In my reviews of the firs two volumes of Christos Gage and Rebekah Isaacs’ Angel & Faith series, I mentioned how much I used to love Buffy back in the mid-00s. It took me a while to get warmed up to the show when I started watching it in college (after having caught an episode here and there in high school), but when I did, I was totally into it. I could watch 3-4 episodes of the show back-to-back without taking a break. Those weekend nights were long in those days. I haven’t kept up with the comics series that have followed the show since it went off-air, partly because I find the sheer number of them to be intimidating.
But, with the first issue of the new season out, I think that it is time for a change, and what a change it is. There have been some pretty big events in the Buffy-verse since I was last in touch with it, especially after I read those two Angel & Faith volumes in 2012, but I have to say that the way Christos Gage wrote this issue, I don’t feel like I’ve missed out on anything. He put me right at home with the characters, and Rebekah Isaacs’ art was just superb all the way.
First and foremost, I love the cover. Steve Morris has done a pretty good job here, turning out a grand cover that fits in with the theme and styles of many of the previous covers for the entire line of Buffy-verse comics. The covers for those two volumes of Angel & Faith were pretty good as well and I love ’em. There’s just something for these covers that really attracts me.
The story itself is a fairly standard story. Magic is back in the world, Zompires are almost wiped out. Willow is in a good place, the old team is kind of back together, and things are generally looking up for everybody. We start off with Buffy and Spike fighting off a bunch of Zompires, with assistance from some regular plain-joe vampires, and then the rest of the cast is slowly pulled in as the story develops to include all of them. We even get some really awesome cameos, which totally rocked. Its nice to see these characters back again like this.
There are some interesting twists and turns in the story, which kept things moving along and gave the entire cast something to do and get really stuck in as a unit. Which is pretty important, because while characters like Buffy and Spike have often been the posterchilds for everything that happens in the world, the rest of the cast too has always had an important part in events, and they’re all just as important. So Christos giving them all their day in the sun, metaphorically, was a great move and one that I applaud.
It also helps that he gets the tone of the story down perfectly and that he characterises the entire cast just as I remember from the show itself. And that’s a second important thing. These are all characters part of an existing franchise that has been around for almost two decades now! And as such, given the wealth of material developed for them over the years, maintaining a consistent tone as much as possible is very key.
In the end, all I know is that reading this comic really, really makes me want to go back to watch the show AND read the comics as well. And there are a ton of these comics, whether we talk about Buffy comics or Angel comics or anything in between. That’s a good thing right? I think that’s a grand thing. So we can consider that Christos did a hell of a magnificent job here.
On the art side, Rebekah has certainly pulled out all the stops here. Her take on these characters is slightly different than what I am used to, but that didn’t bother me one bit, because each character is instantly recognisable as who they are and who they are supposed to.
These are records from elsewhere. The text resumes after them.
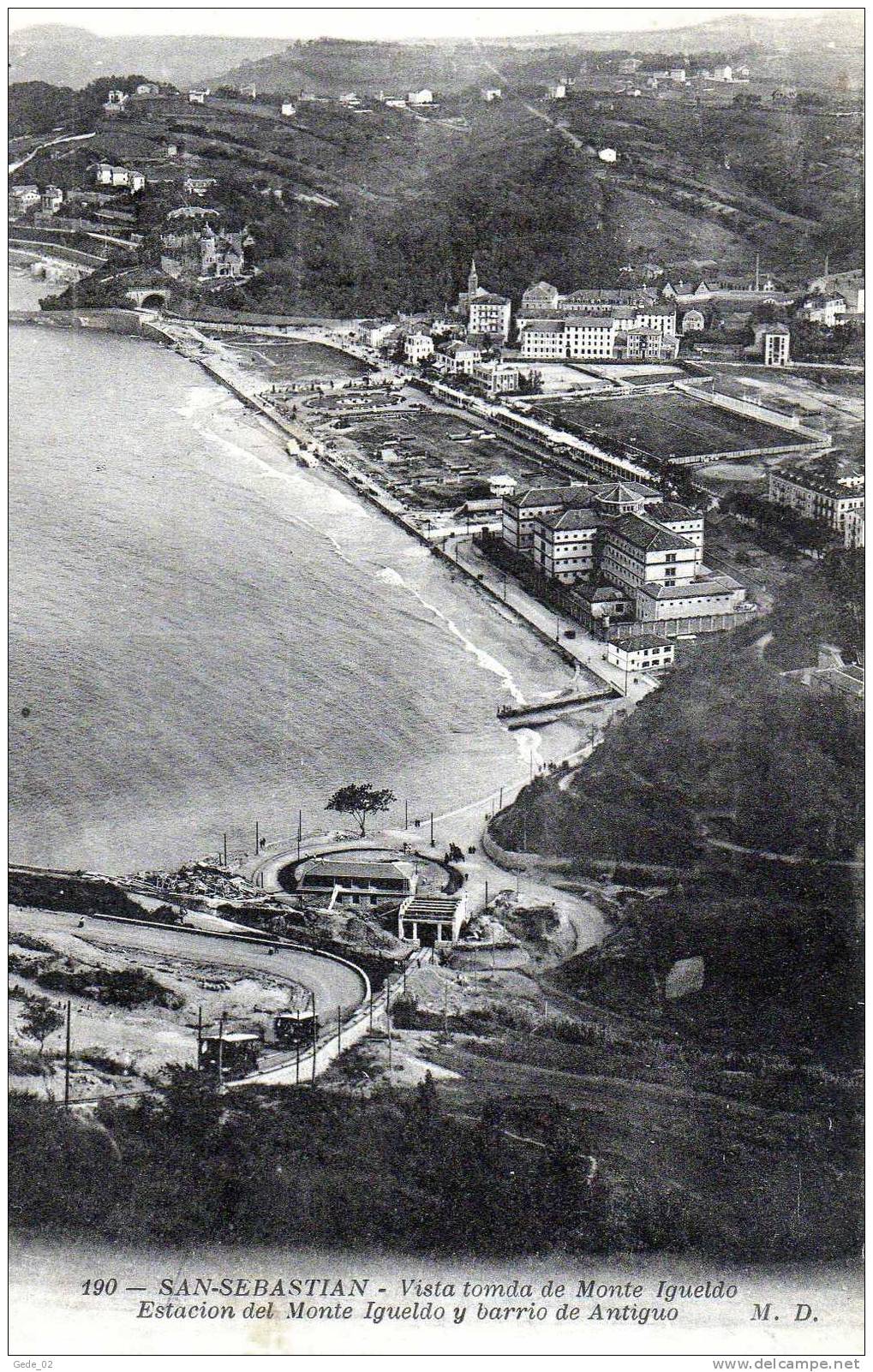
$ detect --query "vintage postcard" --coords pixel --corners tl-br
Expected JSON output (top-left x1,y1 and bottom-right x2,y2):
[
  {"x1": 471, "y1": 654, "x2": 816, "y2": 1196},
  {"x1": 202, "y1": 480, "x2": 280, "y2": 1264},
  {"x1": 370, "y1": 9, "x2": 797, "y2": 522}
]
[{"x1": 9, "y1": 5, "x2": 864, "y2": 1372}]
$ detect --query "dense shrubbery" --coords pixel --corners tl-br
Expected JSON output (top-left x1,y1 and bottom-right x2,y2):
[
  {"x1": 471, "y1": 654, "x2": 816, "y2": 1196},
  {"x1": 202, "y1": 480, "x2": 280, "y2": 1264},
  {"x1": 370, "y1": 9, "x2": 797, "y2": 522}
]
[
  {"x1": 9, "y1": 1069, "x2": 857, "y2": 1258},
  {"x1": 492, "y1": 553, "x2": 864, "y2": 866},
  {"x1": 9, "y1": 1071, "x2": 623, "y2": 1254},
  {"x1": 9, "y1": 953, "x2": 184, "y2": 1010}
]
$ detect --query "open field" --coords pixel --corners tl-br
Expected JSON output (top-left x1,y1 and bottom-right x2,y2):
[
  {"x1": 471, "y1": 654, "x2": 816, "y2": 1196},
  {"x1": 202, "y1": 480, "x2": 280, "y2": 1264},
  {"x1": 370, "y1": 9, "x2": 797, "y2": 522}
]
[
  {"x1": 535, "y1": 392, "x2": 812, "y2": 463},
  {"x1": 326, "y1": 405, "x2": 547, "y2": 504},
  {"x1": 588, "y1": 362, "x2": 685, "y2": 385},
  {"x1": 203, "y1": 337, "x2": 369, "y2": 385}
]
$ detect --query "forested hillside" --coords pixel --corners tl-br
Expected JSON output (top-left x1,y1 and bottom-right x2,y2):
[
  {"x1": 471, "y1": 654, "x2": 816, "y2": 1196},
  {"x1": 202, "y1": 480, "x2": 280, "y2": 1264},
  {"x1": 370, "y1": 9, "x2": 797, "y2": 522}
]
[
  {"x1": 493, "y1": 553, "x2": 864, "y2": 863},
  {"x1": 492, "y1": 553, "x2": 864, "y2": 1062}
]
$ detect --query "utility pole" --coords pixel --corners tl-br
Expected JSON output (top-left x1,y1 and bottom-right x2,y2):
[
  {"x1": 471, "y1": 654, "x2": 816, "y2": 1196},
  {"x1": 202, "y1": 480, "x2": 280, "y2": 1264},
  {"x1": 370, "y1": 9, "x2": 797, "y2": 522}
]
[
  {"x1": 312, "y1": 991, "x2": 319, "y2": 1087},
  {"x1": 63, "y1": 1000, "x2": 73, "y2": 1110}
]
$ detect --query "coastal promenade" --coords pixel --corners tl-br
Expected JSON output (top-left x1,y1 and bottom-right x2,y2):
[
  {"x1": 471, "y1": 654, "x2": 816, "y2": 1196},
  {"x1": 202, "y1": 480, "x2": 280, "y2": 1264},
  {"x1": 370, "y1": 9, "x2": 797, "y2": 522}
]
[{"x1": 151, "y1": 317, "x2": 645, "y2": 691}]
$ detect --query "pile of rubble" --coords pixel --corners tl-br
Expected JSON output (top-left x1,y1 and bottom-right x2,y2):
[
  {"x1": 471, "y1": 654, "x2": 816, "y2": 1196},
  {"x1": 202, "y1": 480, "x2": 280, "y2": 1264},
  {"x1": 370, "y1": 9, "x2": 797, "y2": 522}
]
[
  {"x1": 461, "y1": 914, "x2": 516, "y2": 946},
  {"x1": 132, "y1": 862, "x2": 264, "y2": 900}
]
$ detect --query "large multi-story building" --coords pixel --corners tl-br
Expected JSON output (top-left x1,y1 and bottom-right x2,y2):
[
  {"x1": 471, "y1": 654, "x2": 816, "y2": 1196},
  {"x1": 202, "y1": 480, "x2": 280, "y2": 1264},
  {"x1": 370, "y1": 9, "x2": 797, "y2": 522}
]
[
  {"x1": 502, "y1": 481, "x2": 745, "y2": 635},
  {"x1": 531, "y1": 506, "x2": 600, "y2": 586},
  {"x1": 457, "y1": 260, "x2": 512, "y2": 343},
  {"x1": 404, "y1": 333, "x2": 434, "y2": 367},
  {"x1": 600, "y1": 515, "x2": 702, "y2": 594},
  {"x1": 768, "y1": 467, "x2": 864, "y2": 534},
  {"x1": 502, "y1": 481, "x2": 661, "y2": 559},
  {"x1": 519, "y1": 281, "x2": 657, "y2": 324},
  {"x1": 843, "y1": 509, "x2": 864, "y2": 547},
  {"x1": 98, "y1": 162, "x2": 146, "y2": 191},
  {"x1": 636, "y1": 565, "x2": 745, "y2": 627},
  {"x1": 519, "y1": 307, "x2": 679, "y2": 361},
  {"x1": 160, "y1": 223, "x2": 246, "y2": 280},
  {"x1": 467, "y1": 291, "x2": 512, "y2": 343},
  {"x1": 763, "y1": 324, "x2": 791, "y2": 367}
]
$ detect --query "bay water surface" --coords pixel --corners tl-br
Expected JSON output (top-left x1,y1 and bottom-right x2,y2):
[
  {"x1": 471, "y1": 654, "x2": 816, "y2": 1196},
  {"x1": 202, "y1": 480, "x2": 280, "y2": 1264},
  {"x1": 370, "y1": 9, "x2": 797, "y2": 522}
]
[{"x1": 9, "y1": 269, "x2": 578, "y2": 873}]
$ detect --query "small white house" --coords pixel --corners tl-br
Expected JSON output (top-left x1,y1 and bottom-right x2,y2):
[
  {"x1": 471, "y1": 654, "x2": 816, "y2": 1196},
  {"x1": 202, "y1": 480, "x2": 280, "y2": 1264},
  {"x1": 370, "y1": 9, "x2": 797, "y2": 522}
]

Something is always lost in the comics medium when television/movie characters are translated, so allowances should be made for sure. And Rebekah does a hell of a job overall, so I’m bothered even less. Plus, Dan Jackson’s colours were top-notch. Honestly, his warm colours with their full-range of palettes definitely made this comic for me.
Overall, I loved this issue. It is a simple story with some interesting twists. It introduces all the characters very well, even for readers who might be new, and the art rocks.